The most important thing is to find the corpus that is proved to be 100% true or false. At times, researchers work with a corpus of 150-180 texts, but the statistical spread is very high at this rate, so the interpretation of the result has to be very thorough.
Once the necessary corpus is formed, the first thing on the list is the vocabulary. Texts have to be processed: the special linguistics software, like LIWC or MyStem, identify parts of speech, spot the emotionally charged words, names, especially celebs, and count it all.
The researchers' goal is to analyse the collected data and define the patterns. In the paper by Dina Pisarevsakya who studied news texts from different sources, the trends included length of words, frequency of adjectives, conjunctions, numerals, citations, and overall emotional tune.
Another method proposed by Pisarevskaya in collaborative research with Boris Galitsky is based on analysing larger entities of text, not just words and phrases, but the structure. The analysis is based on the theory of rhetorical structures. It is a "theory of text structure that is being extended to serve as a theoretical basis for computational text planning.... The schemes which compose the structural hierarchy of a text describe the functions of the parts rather than their form characteristics."
The creators of this theory, William Mann and Sandra Thompson defined several rhetorical relations, among which are detailing, antithesis, setting an objective, and others. The text written by a liar is expected to have a specific structure.
Other research delving into the nature of fake news emerged following the East Japan Great Earthquake of 11 March 2011. Rumours about an explosion at a petrochemical complex owned by Cosmo Oil started to pop up on twitter.
The study was done by a group of scientists from the US and Japan, who developed an algorithm for fake news detection based on topic diversity.
To analyse the situation, they combed through 200 million tweets to reveal topic diversity using a micro-clustering approach.
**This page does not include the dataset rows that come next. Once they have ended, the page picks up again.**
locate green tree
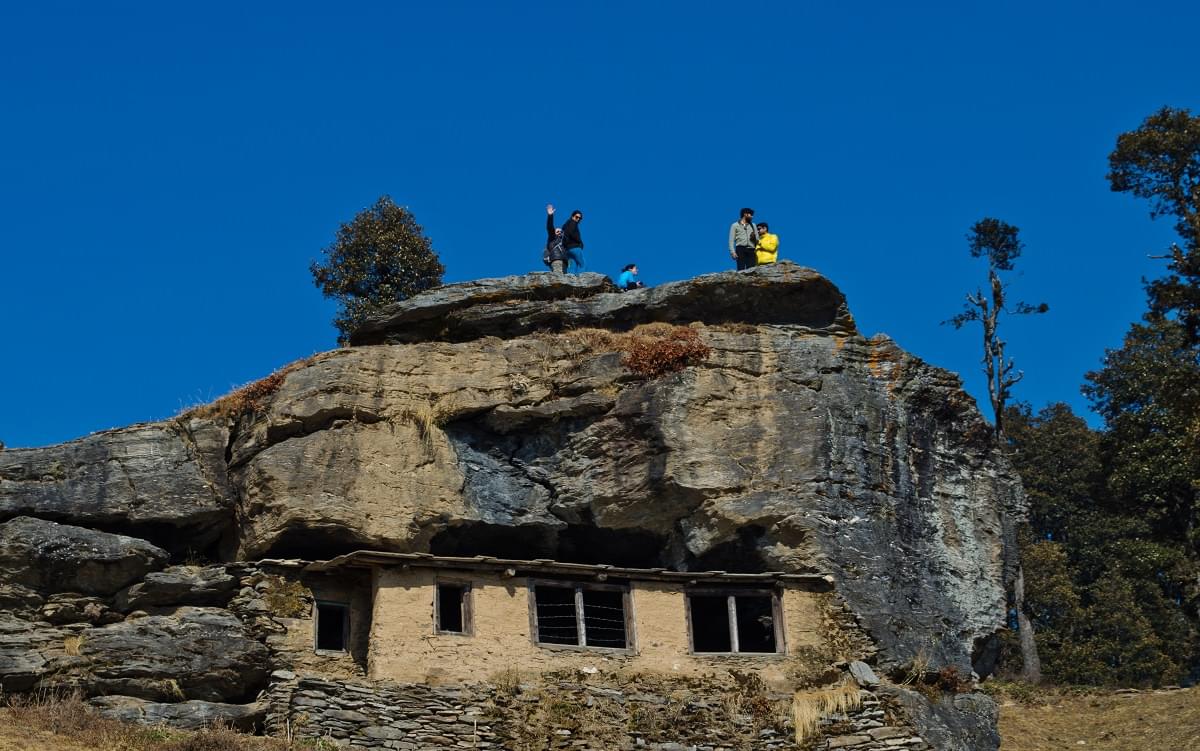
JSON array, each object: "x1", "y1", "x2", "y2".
[
  {"x1": 944, "y1": 217, "x2": 1050, "y2": 438},
  {"x1": 1008, "y1": 404, "x2": 1200, "y2": 685},
  {"x1": 1108, "y1": 107, "x2": 1200, "y2": 344},
  {"x1": 1099, "y1": 107, "x2": 1200, "y2": 558},
  {"x1": 310, "y1": 196, "x2": 445, "y2": 344}
]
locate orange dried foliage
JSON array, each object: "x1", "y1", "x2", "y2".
[
  {"x1": 180, "y1": 358, "x2": 314, "y2": 417},
  {"x1": 620, "y1": 326, "x2": 712, "y2": 378}
]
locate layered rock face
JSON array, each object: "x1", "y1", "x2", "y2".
[{"x1": 0, "y1": 263, "x2": 1024, "y2": 743}]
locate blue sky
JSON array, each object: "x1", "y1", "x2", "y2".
[{"x1": 0, "y1": 1, "x2": 1200, "y2": 446}]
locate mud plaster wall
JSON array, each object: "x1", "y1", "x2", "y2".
[
  {"x1": 266, "y1": 571, "x2": 372, "y2": 678},
  {"x1": 367, "y1": 569, "x2": 822, "y2": 684}
]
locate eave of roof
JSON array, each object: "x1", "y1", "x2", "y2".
[{"x1": 279, "y1": 551, "x2": 834, "y2": 588}]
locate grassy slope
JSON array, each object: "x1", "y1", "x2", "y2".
[{"x1": 998, "y1": 689, "x2": 1200, "y2": 751}]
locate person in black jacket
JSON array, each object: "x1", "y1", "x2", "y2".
[
  {"x1": 542, "y1": 204, "x2": 566, "y2": 274},
  {"x1": 563, "y1": 209, "x2": 583, "y2": 271}
]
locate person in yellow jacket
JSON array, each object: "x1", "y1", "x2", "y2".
[{"x1": 754, "y1": 222, "x2": 779, "y2": 266}]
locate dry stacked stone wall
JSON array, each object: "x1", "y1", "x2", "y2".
[
  {"x1": 266, "y1": 672, "x2": 930, "y2": 751},
  {"x1": 812, "y1": 690, "x2": 931, "y2": 751}
]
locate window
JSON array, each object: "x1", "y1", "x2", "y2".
[
  {"x1": 688, "y1": 591, "x2": 781, "y2": 654},
  {"x1": 533, "y1": 583, "x2": 629, "y2": 649},
  {"x1": 434, "y1": 582, "x2": 470, "y2": 635},
  {"x1": 314, "y1": 601, "x2": 350, "y2": 651}
]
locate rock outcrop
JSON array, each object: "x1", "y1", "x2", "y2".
[
  {"x1": 350, "y1": 263, "x2": 854, "y2": 344},
  {"x1": 0, "y1": 420, "x2": 234, "y2": 551},
  {"x1": 0, "y1": 263, "x2": 1024, "y2": 749},
  {"x1": 0, "y1": 517, "x2": 167, "y2": 595}
]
They started by "extracting micro-clusters, small sets of keywords that represent topics, using a data polishing algorithm … from tweets about the event"; then they analysed these clusters over time to see how topics would change.
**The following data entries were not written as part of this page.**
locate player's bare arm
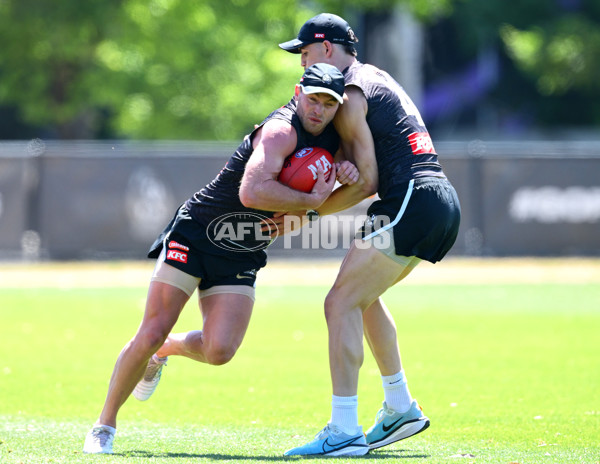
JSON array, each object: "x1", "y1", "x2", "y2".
[
  {"x1": 319, "y1": 86, "x2": 378, "y2": 214},
  {"x1": 240, "y1": 119, "x2": 336, "y2": 211}
]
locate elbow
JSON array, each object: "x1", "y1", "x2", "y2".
[
  {"x1": 239, "y1": 185, "x2": 257, "y2": 209},
  {"x1": 359, "y1": 178, "x2": 377, "y2": 198}
]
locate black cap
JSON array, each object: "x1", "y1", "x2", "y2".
[
  {"x1": 300, "y1": 63, "x2": 345, "y2": 103},
  {"x1": 279, "y1": 13, "x2": 358, "y2": 53}
]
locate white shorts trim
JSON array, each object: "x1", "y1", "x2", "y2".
[
  {"x1": 198, "y1": 285, "x2": 256, "y2": 301},
  {"x1": 363, "y1": 179, "x2": 415, "y2": 241},
  {"x1": 150, "y1": 246, "x2": 200, "y2": 296}
]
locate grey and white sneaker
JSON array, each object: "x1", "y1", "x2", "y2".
[
  {"x1": 133, "y1": 354, "x2": 168, "y2": 401},
  {"x1": 83, "y1": 425, "x2": 117, "y2": 454}
]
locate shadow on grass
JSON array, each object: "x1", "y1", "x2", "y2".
[{"x1": 114, "y1": 450, "x2": 430, "y2": 462}]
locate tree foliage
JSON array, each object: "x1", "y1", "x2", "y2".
[
  {"x1": 0, "y1": 0, "x2": 600, "y2": 140},
  {"x1": 0, "y1": 0, "x2": 313, "y2": 139}
]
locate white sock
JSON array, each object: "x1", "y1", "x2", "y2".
[
  {"x1": 329, "y1": 395, "x2": 358, "y2": 435},
  {"x1": 381, "y1": 370, "x2": 413, "y2": 412}
]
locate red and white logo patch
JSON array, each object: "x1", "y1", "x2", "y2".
[
  {"x1": 167, "y1": 250, "x2": 187, "y2": 263},
  {"x1": 408, "y1": 132, "x2": 436, "y2": 155},
  {"x1": 169, "y1": 240, "x2": 190, "y2": 251}
]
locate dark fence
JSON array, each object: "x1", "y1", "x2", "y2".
[{"x1": 0, "y1": 140, "x2": 600, "y2": 260}]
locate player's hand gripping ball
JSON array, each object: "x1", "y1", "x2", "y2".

In other words, the news about a real event is more diverse and heterogeneous than the fakes. This is accounted for by truthful people changing the voice of the post and their attitude towards the event as they learn more details. As a result, the topic diversity index grows even though the overall number of tweets stays the same. The authors of fake tweets, on the other hand, remain on their original point and retain their initial, false, claims since they don't reflect on the subject and just go on tweeting. In this case, there is no change in the number of clusters, or subtopics, even if the quantity of tweets rises.